In April 2021, the European Parliament passed a motion condemning Pakistan for failing to protect religious minorities, focusing on the case of Ms Kausar and Mr Emmanuel.

On 3 June 2021, the Lahore High Court overturned the convictions due to lack of evidence. Shagufta, Shafqat, and their family remain eternally grateful for the efforts of Members of the European Parliament in advocating for their case and demanding their freedom. After their acquittal, the couple were unable to remain in Pakistan, due to lack of safety, and were given asylum in a European country.

Speaking at a conference in Rome, organised by pontifical foundation Aid to the Church in Need, Shagufta compared her release to that of St Peter, as described in the Bible. "“One day I was reading the Acts of the Apostles, when Paul and Silas are in prison and an earthquake opens the doors. Just as I was reading that I felt an actual earthquake. Everything was shaking and the guards were shouting. But after a while there was another sort of earthquake. There was a petition in Holland calling for me to be set free. Sixteen thousand people signed the petition in only one day, and it was delivered to the Embassy of Pakistan. And then the European Parliament approved a resolution, with over 600 votes, threatening Pakistan with repercussions if we were not released. This was a movement led not only by Christians, but also by many secular people. This was for us a miracle.”
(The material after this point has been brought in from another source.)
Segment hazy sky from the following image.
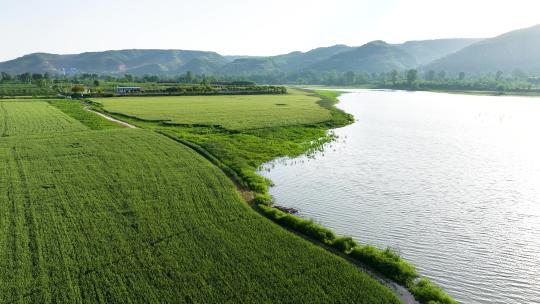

== Book regarding her experience ==
In 2024, Shagufta Kausar published her book, Under Threat of Death: A Mother's Faith in the Face of Injustice, Imprisonment, and Persecution, co-written with author Eugene Bach. The book recounts Shagufta's experiences growing up in Pakistan, her arrest, and her time in prison. She shares how her faith as a Christian and the comfort she received from God sustained her through these trials.

She also highlighted the important role her brother, Joseph Janssen, played in the fight for her freedom and eventual acquittal.